Java™ is one of the most widely used programming languages globally, powering applications across various platforms. It’s estimated that over three billion devices run Java applications, with nearly 70% of organizations reporting that more than half of their applications rely on Java.
While Java remains a cornerstone of enterprise software development, many businesses still rely on older Java versions and monolithic architectures. This gap leads to performance bottlenecks, security vulnerabilities and operational inefficiencies. Open-source library support for Java 8 ends in 2026, which presents an urgent challenge for enterprises with extensive Java-based applications.
Beyond technical constraints, organizations face an overwhelming USD 1.52 trillion technical debt problem, with a significant portion stemming from maintaining legacy applications.
Despite the urgent need to modernize Java applications to meet evolving business demands, enterprises face multiple challenges that slow down transformation efforts.
− Security and compliance risks: Legacy Java applications often contain outdated dependencies, making them vulnerable to cyberthreats. Unpatched Java vulnerabilities, such as Log4j, can expose enterprises to significant security risks when left unresolved.
− Performance and operational inefficiencies: Older Java applications frequently experience sluggish performance, downtime and scaling issues. The average cost of IT downtime is USD 5,600 per minute, with 59% of Fortune 500 companies experiencing at least 1.6 hours of unplanned downtime per week. Also, for 10% of small and medium-sized businesses (SMBs), downtime costs exceed USD 50,000 per hour.
− Complexity of legacy code and technical debt: Modernizing Java applications requires addressing accumulated technical debt, including outdated libraries, inefficient coding patterns and redundant modules. Refactoring legacy Java code manually is time-intensive and prone to errors, making AI-powered assistance not just beneficial, but essential.

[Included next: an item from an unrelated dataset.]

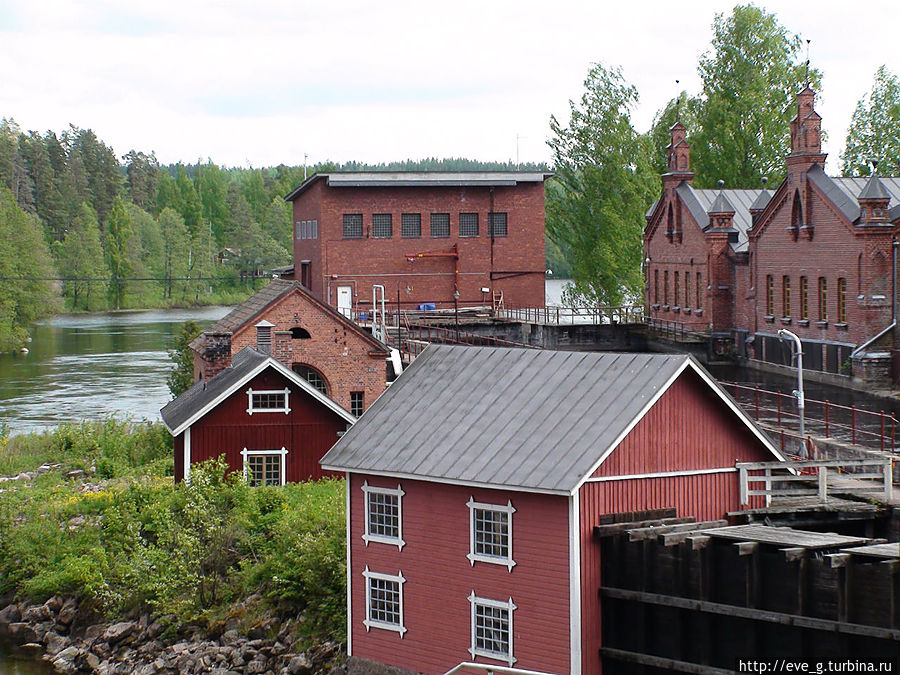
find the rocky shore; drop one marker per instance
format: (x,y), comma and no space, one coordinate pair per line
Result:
(72,643)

− Limited cloud integration and containerization challenges: Many legacy Java applications were developed in an era before cloud native architectures. Without modern frameworks such as Spring Boot or Quarkus, enterprises struggle to migrate applications to cloud environments.
IBM® watsonx Code Assistant™ accelerates the modernization process by leveraging Gen AI-driven automation to transform legacy Java applications efficiently.
− AI-generated high-quality Java code: IBM watsonx Code Assistant, powered by Java fine-tuned Granite code models, generates optimized Java code, reducing manual effort while ensuring performance and scalability, accelerating development cycles without compromising code integrity.
− Automated code refactoring and upgrade to latest Java versions: IBM watsonx Code Assistant identifies legacy code components that need modernization and provides automated refactoring capabilities. This allows enterprises a smooth transition to the latest Java versions while maintaining compatibility with new platforms and frameworks.
− Streamlined application lifecycle and CI/CD integration: The tool integrates seamlessly with continuous integration and continuous deployment (CI/CD) pipelines, facilitating continuous integration, automated testing and faster deployments. This helps reduce time-to-market for enterprise applications.
− Security enhancement and risk mitigation: IBM watsonx Code Assistant helps enterprises strengthen application security by identifying and eliminating outdated dependencies, integrating encryption protocols and helping to ensure compliance with industry security standards.
− Cloud-native enablement and containerization support: IBM watsonx Code Assistant simplifies migration to microservices architectures. This facilitates containerized deployment on cloud environments and helps ensure that enterprises maximize the benefits of cloud adoption.
The future of enterprise applications lies in agility, security and efficiency. IBM watsonx Code Assistant empowers businesses to modernize their Java applications, while reducing technical debt and operational complexity.